Radioimmunoassay for qualitative determination of Antibody to Hepatitis B core antigen (Anti-HBc) in human serum or plasma
In 1965, Dr. Blumberg who was studying hemophilia, found an antibody in two patients which reacted against an antigen from an Australian Aborigine. Later the antigen was found in patients with serum type hepatitis and was initially designated "Australian Antigen". Subsequent study has shown the Australian Antigen to be the hepatitis B surface antigen (HBsAg, HBs Antigen). Initially there appeared to be three particles associated with hepatitis B infection: a large "complete" particle called the "Dane particle", a small circular 22 nm particle and an oblong 42 nm C particle. Further research identified the Dane particle as the hepatitis B virion and the other two particles as excess surface protein. This former terminology is no longer used and the virus is referred to according to its structure. Subsequent association with hepatitis B virus (HBV) led to the development of sensitive, specific markers of HBV infection. During acute and chronic HBV infection, HBsAg is produced in excess amounts, circulating in blood as both 22 nm spherical and tubular particles. HBsAg can be identified in serum 30~60 days after exposure to HBV and persists for variable periods depending on the resolution of the infection. Antibody to HBsAg (anti-HBs) develops after a resolved infection and is responsible for long-term immunity. Anti-HBc develops in both resolved acute infections and chronic HBV infections and persists indefinitely. Immunoglobulin M (IgM) anti-HBc appears early in infection and persists for greater than or equal to 6 months. It is a reliable marker of acute HBV infection. ** Modes of Transmission: Transmission of HBV occurs via percutaneous or permucosal routes, and infective blood or body fluids can be introduced at birth, through sexual contact or by contaminated needles. Infection can also occur in settings of continuous close personal contact (such as in households or among persons in institutions for the developmentally disables), presumably via inapparent or unnoticed contact of infective secretions with skin lesions or mucosal surfaces.

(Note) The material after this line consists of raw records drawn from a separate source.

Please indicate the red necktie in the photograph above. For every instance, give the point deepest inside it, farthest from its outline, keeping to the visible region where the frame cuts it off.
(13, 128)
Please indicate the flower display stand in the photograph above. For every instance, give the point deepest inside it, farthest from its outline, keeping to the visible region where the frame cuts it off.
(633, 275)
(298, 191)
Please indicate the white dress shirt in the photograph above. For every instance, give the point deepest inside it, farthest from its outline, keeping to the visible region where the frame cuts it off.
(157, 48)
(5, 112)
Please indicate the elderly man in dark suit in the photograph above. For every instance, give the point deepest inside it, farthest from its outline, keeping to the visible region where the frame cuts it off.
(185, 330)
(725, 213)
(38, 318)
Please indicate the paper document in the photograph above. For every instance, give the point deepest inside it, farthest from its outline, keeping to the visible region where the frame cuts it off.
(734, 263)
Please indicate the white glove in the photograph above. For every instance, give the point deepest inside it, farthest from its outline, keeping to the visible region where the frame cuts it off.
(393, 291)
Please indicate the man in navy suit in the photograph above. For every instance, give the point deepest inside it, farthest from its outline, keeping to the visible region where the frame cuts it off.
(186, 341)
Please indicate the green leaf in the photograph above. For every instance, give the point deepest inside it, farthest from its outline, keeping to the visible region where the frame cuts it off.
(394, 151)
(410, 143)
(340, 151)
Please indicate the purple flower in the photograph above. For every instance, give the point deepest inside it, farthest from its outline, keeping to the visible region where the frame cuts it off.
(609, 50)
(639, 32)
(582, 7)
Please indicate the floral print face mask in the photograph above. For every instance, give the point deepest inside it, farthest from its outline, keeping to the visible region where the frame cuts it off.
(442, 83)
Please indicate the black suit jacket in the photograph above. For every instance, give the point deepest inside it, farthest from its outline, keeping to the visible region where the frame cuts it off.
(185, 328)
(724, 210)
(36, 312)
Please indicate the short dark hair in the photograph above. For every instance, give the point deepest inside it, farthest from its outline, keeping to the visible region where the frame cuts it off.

The RIAKEY Anti-HBc RIA Tube is an one step competitive radioimmunoassay (RIA) method to measure specific Anti-HBc IgG in human serum or plasma. Negative controls, positive controls and unknown samples are incubated together with 125I-monoclonal anti-HBc antibody in recombinant HBcAg coated tubes. After incubation the contents of the tubes are removed by a washing step and the bound activity is measured in a gamma counter. The concentration of Anti-HBc is reversely proportionated to the radioactivity measured. The values of unknown samples are read off the calibration curve.